[Olsr-users] AHCP

Juliusz Chroboczek (spam-protected)
Tue Dec 18 18:17:03 CET 2007


>> AHCP was carefully designed to be independent of the routing
>> protocol: it has its own flooding mechanism that doesn't rely on IP
>> routing.

> How does this flooding mechanism work?

There's a rather detailed specification on

    http://www.pps.jussieu.fr/~jch/software/ahcp/

The goal of the protocol is to flood a static block of configuration
data throughout a mesh network.  Let E be the ``expiry time'' (20
minutes by default), and D the diameter (in hops) of the network.
Then the protocol makes the following guarantees:

 - any stale data will expire from the network after at most E seconds ;
 - an isolated node will remain configured for a time equal to E ;
 - if the network is connected, fresh data will supersede any stale
   data within some time between 10 * D and E, depending on the
   density of the network and the amount of packet loss (good
   behaviour when either the network is dense or the packet loss low).

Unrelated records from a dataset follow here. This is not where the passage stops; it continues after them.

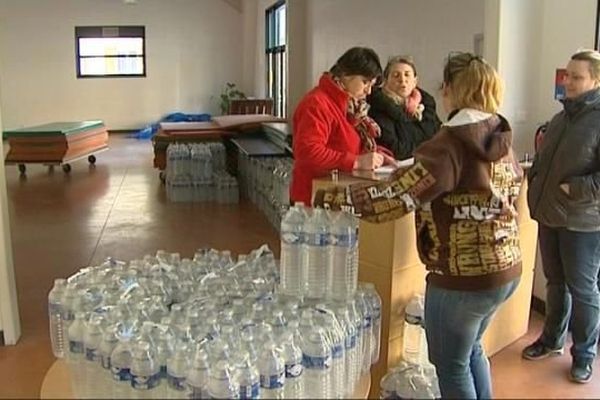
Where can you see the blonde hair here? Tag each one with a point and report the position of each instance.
(591, 56)
(473, 83)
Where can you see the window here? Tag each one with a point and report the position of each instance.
(276, 61)
(110, 51)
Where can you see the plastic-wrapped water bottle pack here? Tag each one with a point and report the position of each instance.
(206, 326)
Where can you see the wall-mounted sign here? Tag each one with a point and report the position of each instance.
(559, 87)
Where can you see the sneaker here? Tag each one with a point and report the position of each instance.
(537, 351)
(581, 372)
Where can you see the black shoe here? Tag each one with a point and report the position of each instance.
(581, 372)
(537, 351)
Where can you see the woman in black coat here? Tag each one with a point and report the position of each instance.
(405, 113)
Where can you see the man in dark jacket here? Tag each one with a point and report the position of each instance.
(564, 197)
(405, 113)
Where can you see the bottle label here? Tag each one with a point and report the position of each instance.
(176, 382)
(145, 382)
(121, 374)
(291, 237)
(197, 393)
(55, 309)
(351, 341)
(272, 381)
(293, 370)
(389, 394)
(344, 240)
(91, 354)
(105, 361)
(310, 362)
(249, 391)
(337, 351)
(413, 319)
(75, 347)
(317, 239)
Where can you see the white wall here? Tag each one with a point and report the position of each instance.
(10, 324)
(193, 47)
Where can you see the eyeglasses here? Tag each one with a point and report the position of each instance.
(469, 57)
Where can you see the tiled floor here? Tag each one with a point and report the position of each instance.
(60, 223)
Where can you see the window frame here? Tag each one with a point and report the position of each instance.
(108, 31)
(276, 60)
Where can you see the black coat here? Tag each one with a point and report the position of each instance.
(401, 133)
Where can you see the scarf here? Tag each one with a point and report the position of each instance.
(412, 104)
(367, 128)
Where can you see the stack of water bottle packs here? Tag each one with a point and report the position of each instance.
(196, 173)
(212, 327)
(266, 182)
(414, 377)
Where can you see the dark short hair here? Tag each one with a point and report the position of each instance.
(408, 60)
(358, 61)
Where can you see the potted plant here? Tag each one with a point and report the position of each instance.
(229, 93)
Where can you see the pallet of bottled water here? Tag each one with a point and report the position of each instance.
(265, 181)
(196, 173)
(209, 326)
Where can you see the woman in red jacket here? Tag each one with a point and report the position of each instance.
(331, 126)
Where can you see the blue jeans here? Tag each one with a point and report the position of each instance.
(455, 321)
(571, 264)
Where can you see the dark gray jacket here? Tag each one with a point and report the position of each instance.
(569, 153)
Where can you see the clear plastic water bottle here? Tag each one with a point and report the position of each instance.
(292, 265)
(222, 383)
(271, 367)
(292, 355)
(375, 301)
(177, 370)
(414, 341)
(56, 317)
(76, 356)
(344, 255)
(366, 314)
(198, 375)
(350, 348)
(107, 345)
(318, 258)
(145, 371)
(91, 339)
(248, 377)
(335, 337)
(355, 319)
(316, 359)
(388, 385)
(120, 365)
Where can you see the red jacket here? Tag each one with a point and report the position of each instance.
(323, 138)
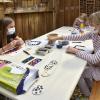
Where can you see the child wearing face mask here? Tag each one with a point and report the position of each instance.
(81, 21)
(8, 36)
(92, 71)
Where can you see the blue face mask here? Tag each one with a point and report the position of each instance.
(11, 31)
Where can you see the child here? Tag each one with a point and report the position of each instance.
(92, 72)
(81, 21)
(8, 38)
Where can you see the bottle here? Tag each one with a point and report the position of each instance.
(81, 28)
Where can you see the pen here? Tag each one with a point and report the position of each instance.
(77, 42)
(26, 52)
(78, 46)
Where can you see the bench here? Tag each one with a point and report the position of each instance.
(95, 93)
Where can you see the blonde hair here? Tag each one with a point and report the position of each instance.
(95, 18)
(83, 16)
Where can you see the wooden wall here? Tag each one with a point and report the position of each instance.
(67, 11)
(32, 23)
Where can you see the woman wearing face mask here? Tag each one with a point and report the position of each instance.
(8, 37)
(92, 71)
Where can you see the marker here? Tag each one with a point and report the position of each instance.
(26, 52)
(77, 42)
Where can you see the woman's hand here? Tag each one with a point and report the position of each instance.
(72, 50)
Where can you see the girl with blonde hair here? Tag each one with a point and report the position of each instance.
(92, 71)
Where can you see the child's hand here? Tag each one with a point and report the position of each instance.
(72, 50)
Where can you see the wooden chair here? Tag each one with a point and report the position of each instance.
(95, 94)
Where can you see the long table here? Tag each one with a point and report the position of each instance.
(61, 82)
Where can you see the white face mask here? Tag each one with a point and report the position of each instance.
(11, 31)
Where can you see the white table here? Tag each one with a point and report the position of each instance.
(61, 83)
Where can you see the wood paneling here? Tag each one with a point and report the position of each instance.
(35, 22)
(68, 10)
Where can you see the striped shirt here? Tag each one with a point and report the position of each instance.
(94, 58)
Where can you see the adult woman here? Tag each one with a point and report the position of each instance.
(92, 71)
(8, 39)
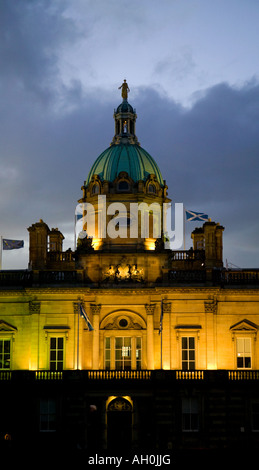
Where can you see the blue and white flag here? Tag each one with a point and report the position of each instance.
(191, 216)
(12, 244)
(161, 318)
(85, 317)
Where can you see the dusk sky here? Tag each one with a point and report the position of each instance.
(193, 71)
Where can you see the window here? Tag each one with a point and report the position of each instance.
(190, 415)
(255, 416)
(152, 188)
(47, 415)
(95, 189)
(107, 358)
(56, 353)
(123, 186)
(5, 353)
(243, 353)
(188, 353)
(123, 353)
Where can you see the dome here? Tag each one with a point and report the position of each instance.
(125, 107)
(131, 158)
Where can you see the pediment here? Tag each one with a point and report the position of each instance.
(6, 327)
(123, 320)
(244, 325)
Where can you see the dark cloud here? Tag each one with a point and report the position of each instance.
(51, 132)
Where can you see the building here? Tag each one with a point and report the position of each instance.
(124, 343)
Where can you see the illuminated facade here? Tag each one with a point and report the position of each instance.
(135, 379)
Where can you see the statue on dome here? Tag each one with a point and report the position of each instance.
(125, 90)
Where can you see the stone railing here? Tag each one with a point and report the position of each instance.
(61, 256)
(119, 374)
(188, 255)
(240, 277)
(189, 374)
(48, 375)
(145, 375)
(243, 374)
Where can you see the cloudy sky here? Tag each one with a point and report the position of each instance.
(193, 71)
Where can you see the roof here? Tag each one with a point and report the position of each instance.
(131, 158)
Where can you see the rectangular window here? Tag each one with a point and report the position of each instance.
(188, 353)
(56, 353)
(255, 416)
(47, 415)
(107, 358)
(243, 353)
(5, 354)
(138, 353)
(123, 353)
(190, 415)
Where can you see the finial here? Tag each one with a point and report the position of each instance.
(124, 90)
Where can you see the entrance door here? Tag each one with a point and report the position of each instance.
(119, 424)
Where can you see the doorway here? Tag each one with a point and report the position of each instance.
(119, 424)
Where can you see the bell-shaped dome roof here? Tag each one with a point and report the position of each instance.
(125, 153)
(131, 158)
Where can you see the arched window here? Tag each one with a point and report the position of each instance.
(152, 189)
(95, 189)
(123, 186)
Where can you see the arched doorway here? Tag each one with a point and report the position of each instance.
(119, 423)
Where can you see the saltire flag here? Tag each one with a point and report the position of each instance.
(12, 244)
(191, 215)
(85, 317)
(161, 318)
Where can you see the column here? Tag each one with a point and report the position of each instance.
(150, 336)
(95, 309)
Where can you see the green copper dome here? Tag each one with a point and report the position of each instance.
(130, 158)
(125, 153)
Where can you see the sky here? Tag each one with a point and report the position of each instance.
(192, 67)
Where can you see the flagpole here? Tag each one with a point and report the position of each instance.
(184, 217)
(1, 254)
(161, 333)
(78, 310)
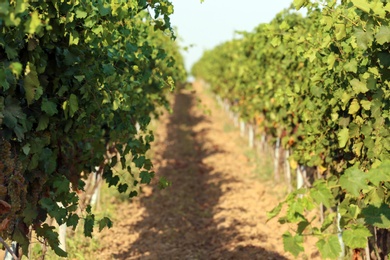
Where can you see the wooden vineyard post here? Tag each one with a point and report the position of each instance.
(288, 171)
(251, 136)
(276, 159)
(242, 128)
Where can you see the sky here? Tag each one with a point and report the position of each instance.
(202, 26)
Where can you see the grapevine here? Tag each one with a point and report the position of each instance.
(76, 77)
(320, 83)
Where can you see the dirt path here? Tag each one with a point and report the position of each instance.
(215, 208)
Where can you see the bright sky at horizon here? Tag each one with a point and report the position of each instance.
(202, 26)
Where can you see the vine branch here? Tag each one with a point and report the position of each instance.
(8, 248)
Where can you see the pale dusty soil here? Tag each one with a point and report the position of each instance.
(216, 207)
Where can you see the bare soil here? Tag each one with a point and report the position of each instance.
(216, 207)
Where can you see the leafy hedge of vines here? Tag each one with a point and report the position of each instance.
(76, 76)
(321, 83)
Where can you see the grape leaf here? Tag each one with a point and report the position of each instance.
(293, 244)
(329, 247)
(383, 36)
(353, 181)
(358, 86)
(343, 137)
(356, 236)
(377, 216)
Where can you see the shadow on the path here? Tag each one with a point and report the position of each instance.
(179, 221)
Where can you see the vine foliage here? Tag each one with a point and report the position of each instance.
(76, 77)
(321, 83)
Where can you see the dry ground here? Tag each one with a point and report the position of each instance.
(216, 207)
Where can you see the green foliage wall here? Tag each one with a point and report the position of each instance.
(321, 83)
(76, 76)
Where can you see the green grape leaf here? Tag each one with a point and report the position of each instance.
(358, 86)
(49, 107)
(299, 3)
(274, 212)
(364, 39)
(329, 247)
(73, 105)
(354, 107)
(73, 221)
(34, 24)
(145, 176)
(31, 82)
(383, 36)
(380, 174)
(353, 181)
(362, 5)
(104, 222)
(377, 216)
(343, 137)
(43, 122)
(293, 244)
(89, 221)
(321, 193)
(351, 66)
(81, 13)
(356, 236)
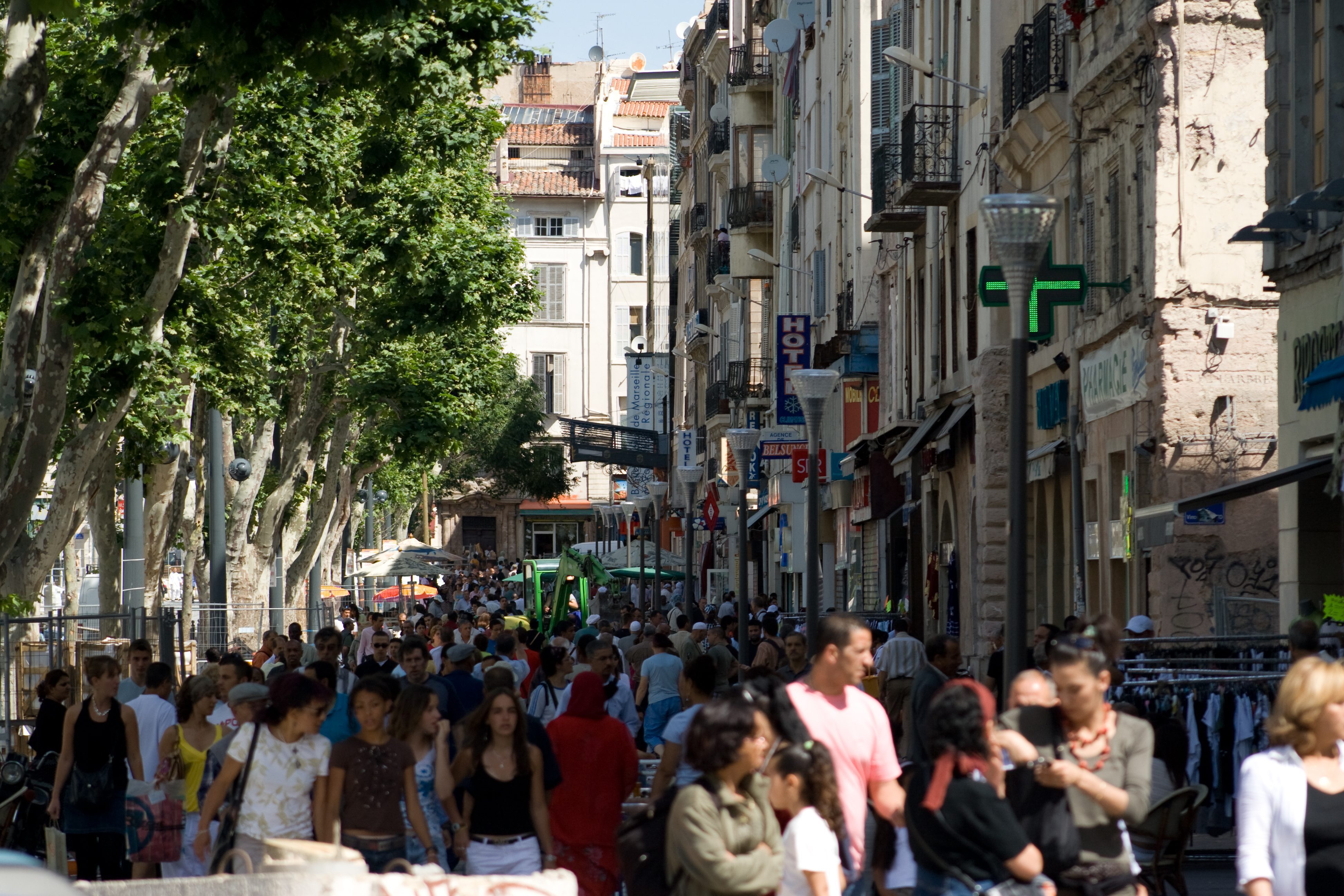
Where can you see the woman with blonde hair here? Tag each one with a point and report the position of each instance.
(1291, 799)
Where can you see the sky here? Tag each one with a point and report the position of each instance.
(635, 26)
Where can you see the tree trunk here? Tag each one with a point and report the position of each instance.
(25, 86)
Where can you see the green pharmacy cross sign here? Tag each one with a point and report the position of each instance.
(1054, 285)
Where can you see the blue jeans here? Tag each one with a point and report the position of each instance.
(929, 883)
(656, 719)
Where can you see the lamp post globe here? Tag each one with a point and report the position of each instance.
(1019, 227)
(814, 388)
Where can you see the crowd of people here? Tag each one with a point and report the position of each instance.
(456, 735)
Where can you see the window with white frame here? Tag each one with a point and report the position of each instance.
(550, 279)
(549, 377)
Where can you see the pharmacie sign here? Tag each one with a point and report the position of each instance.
(1112, 378)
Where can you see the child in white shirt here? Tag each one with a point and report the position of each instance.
(803, 784)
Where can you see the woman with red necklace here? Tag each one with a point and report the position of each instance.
(1103, 759)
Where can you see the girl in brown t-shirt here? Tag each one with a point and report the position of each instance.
(372, 774)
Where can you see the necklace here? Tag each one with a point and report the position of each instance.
(1107, 730)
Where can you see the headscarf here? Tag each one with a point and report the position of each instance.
(587, 698)
(964, 764)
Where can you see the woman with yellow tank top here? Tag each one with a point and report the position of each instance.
(190, 739)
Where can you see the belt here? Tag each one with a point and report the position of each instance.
(501, 841)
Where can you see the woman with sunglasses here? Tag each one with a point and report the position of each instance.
(1104, 759)
(722, 835)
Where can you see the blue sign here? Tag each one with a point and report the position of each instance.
(1213, 515)
(792, 353)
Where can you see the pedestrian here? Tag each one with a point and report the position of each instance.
(95, 761)
(373, 776)
(155, 715)
(854, 727)
(697, 685)
(545, 702)
(507, 829)
(287, 784)
(960, 824)
(722, 833)
(803, 785)
(190, 739)
(599, 767)
(897, 665)
(1288, 805)
(943, 655)
(659, 683)
(417, 722)
(1107, 761)
(138, 665)
(49, 730)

Basically, every time the configuration changes, the new data is
flooded unreliably through the network (with no retransmissions), and
reflooded every 1/3 E seconds.

Since flooding of fresh data is unreliable, there is the need for some
mechanism for making sure that stale data expires reliably.  I'll let
you check the details, but the expiry mechanism is designed to be
resistant to clock skew and to incorrect clocks (but not both at the
same time).

The rest is pretty standard -- when a node joins the network or loses
its configuration due to staleness, it broadcasts a request for fresh
configuration data, resending with exponential backoff.  Any neighbour
may reply, with both the sender and the receiver checking for staleness.